I think I had a sprinkling of luck, mixed with a shedload of hard work. But the main thing about writing is to keep on, to be true to yourself and your story, and not to be dispirited by seeing other people’s success when you feel yourself a failure. You’re not. But this can be a long, long game, a process during which you must be true to yourself and not try and write for ‘the market’. What is successful this year will probably have worn itself out by the time you’ve written and published your own book. Write from the heart and with integrity. An editor can always pick up on that sense of authentic originality.
How do you craft beautiful prose? Which writers would say have inspired your style and voice?
I love the work of so many authors. I think I’ve been most influenced by Sarah Waters, Angela Carter, and Wilkie Collins for my Victorian novels. But I also absolutely adore the work of Kate Atkinson, Helen Dunmore, and Maggie O’Farrell. Beautiful prose. Wonderful books. Stories told from the heart.

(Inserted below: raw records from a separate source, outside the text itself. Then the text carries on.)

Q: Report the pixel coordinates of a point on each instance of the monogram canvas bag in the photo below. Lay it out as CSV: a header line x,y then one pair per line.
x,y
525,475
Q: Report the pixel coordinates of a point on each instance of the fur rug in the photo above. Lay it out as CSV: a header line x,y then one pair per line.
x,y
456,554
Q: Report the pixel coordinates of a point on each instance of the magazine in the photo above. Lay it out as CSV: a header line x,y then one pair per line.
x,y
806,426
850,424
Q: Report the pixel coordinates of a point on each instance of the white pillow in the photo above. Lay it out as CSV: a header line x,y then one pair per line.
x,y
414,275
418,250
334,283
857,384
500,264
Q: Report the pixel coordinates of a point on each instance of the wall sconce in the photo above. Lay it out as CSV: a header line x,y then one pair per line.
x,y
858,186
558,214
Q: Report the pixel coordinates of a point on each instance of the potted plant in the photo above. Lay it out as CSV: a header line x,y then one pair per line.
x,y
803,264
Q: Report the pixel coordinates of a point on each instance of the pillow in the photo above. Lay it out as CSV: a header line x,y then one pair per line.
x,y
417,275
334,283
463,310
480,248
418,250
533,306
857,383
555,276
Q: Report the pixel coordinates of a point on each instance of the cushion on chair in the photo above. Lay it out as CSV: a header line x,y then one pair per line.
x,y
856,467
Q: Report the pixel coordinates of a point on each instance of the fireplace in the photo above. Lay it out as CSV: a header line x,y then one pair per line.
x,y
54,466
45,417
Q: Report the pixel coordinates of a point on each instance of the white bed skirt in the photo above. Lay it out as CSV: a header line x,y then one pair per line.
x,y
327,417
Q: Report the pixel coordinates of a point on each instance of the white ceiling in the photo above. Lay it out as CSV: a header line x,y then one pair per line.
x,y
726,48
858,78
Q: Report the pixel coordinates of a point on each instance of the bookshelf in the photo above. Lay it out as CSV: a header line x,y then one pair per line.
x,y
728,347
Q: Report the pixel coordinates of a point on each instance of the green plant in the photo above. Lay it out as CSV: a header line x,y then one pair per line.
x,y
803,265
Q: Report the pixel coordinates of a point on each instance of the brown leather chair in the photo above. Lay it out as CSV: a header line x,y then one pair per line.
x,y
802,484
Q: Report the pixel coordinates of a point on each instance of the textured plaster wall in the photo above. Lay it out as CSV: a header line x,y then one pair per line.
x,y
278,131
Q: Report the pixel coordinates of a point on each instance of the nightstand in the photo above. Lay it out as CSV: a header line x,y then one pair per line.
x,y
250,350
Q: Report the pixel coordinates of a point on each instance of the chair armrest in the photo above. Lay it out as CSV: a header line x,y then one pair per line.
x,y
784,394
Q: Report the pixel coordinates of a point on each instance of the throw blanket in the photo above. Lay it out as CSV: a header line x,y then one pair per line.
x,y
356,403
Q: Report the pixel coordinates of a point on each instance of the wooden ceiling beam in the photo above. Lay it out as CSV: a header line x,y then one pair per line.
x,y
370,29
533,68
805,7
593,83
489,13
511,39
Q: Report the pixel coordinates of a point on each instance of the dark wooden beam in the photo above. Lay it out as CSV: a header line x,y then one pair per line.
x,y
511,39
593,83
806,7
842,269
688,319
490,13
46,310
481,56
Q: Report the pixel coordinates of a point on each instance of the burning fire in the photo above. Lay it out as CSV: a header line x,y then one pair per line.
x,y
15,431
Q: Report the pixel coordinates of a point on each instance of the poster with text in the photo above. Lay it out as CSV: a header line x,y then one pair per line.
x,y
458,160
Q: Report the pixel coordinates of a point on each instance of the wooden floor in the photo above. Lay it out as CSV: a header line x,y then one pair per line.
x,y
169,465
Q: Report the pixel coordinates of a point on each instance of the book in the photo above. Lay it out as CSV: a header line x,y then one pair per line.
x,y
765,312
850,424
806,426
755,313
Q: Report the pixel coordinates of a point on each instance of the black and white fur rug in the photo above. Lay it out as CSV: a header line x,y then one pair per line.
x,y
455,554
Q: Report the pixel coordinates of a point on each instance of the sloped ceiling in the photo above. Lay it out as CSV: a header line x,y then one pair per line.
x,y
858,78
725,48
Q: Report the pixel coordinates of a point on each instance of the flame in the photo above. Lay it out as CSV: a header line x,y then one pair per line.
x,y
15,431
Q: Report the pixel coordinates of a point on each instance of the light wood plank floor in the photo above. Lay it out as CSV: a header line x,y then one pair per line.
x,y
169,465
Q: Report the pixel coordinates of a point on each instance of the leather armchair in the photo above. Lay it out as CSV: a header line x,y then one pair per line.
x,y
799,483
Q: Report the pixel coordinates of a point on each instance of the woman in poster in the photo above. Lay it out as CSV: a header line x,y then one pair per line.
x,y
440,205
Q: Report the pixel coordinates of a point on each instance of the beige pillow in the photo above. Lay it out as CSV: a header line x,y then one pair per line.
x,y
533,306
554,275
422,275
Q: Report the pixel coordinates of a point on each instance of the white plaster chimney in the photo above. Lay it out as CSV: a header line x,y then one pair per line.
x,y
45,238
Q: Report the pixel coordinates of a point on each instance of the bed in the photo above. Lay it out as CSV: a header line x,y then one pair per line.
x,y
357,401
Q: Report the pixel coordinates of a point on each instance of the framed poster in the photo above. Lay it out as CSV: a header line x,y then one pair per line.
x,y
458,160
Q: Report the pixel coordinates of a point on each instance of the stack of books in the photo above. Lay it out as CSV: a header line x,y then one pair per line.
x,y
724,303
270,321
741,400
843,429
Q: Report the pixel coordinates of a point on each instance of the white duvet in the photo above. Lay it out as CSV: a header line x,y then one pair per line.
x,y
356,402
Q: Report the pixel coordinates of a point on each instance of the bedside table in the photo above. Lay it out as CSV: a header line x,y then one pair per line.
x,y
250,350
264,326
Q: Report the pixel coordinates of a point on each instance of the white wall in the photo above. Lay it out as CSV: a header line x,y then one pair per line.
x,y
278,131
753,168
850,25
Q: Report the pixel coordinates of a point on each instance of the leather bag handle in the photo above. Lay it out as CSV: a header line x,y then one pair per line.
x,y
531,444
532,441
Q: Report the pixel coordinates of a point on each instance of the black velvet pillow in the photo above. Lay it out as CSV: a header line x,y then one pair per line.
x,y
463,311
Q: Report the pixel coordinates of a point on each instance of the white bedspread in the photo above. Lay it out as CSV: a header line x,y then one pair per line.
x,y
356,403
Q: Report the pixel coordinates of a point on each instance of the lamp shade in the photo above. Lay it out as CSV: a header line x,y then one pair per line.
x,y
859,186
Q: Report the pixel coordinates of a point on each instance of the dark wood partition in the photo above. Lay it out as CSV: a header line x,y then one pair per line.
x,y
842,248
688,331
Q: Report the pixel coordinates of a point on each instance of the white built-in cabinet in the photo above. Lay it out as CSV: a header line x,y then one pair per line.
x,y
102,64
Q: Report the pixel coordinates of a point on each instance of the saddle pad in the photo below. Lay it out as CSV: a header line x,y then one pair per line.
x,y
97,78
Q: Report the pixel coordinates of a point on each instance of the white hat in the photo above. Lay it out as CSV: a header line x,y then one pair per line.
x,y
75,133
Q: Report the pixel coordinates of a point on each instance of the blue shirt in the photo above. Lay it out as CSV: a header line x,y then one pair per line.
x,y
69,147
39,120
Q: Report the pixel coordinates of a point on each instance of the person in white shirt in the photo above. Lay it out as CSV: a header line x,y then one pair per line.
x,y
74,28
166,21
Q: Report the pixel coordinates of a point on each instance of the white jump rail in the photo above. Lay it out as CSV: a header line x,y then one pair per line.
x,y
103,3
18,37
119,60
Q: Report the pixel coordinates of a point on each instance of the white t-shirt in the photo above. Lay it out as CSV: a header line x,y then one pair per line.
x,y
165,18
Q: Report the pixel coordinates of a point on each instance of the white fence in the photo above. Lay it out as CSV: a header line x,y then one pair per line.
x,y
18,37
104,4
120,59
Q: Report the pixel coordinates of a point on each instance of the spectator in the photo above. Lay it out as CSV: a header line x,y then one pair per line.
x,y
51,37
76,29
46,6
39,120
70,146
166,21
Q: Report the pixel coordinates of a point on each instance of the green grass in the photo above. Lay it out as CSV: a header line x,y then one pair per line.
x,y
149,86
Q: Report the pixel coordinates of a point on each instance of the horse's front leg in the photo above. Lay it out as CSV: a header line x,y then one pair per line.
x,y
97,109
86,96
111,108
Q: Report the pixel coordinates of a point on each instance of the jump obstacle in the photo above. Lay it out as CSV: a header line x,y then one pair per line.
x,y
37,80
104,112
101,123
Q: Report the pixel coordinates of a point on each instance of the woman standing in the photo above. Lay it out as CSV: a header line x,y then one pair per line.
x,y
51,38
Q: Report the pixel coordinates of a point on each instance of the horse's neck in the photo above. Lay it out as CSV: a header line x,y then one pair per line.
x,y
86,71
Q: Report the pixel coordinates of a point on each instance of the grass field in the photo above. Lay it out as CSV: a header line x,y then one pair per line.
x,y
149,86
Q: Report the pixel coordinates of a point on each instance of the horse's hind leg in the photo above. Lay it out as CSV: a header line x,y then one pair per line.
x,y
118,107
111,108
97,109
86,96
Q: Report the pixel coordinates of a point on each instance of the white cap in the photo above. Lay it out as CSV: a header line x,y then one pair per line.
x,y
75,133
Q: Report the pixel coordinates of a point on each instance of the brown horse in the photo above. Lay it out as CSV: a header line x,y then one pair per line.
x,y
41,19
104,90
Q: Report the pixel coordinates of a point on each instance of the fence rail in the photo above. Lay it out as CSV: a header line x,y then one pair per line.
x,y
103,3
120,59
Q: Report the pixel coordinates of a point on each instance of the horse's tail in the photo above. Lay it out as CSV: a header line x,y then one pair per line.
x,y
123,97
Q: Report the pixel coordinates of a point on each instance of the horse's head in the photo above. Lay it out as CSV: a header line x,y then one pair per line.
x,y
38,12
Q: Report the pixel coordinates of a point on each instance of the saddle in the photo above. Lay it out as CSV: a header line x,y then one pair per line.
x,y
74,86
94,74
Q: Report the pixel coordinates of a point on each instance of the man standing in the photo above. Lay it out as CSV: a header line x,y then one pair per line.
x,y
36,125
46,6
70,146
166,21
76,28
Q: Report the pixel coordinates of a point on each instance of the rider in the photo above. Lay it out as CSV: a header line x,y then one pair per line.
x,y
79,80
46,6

How much of your marketing comes from you and how much comes from your publisher?
This is a tricky one. It varies from book to book. However, I will say that that in general things have changed quite a lot in the UK market of late where debuts seem to be the books generating most interest and excitement in the world of publishing. If you are a brand new author you have more chance of being selected as a lead title, with the benefit of a marketing plan and budget to promote your work. If not, the whole thing may well be left to the more random ‘word of mouth’ - which means an increasing onus on writers to promote themselves and their work as much as they spend time writing. It’s not an easy balancing act. I do know several people who’ve given up.
How do you balance your writing life with the marketing, blogging and business aspects of writing? And how do you balance all of that with the rest of your life?
I try to do what I enjoy, and then it doesn’t feel like work. I love blogging and hope to connect the readers of my blogs with my books, even though the features are often on quite different historical subjects. But that feeds my need to learn as well - and often leads to a whole new book!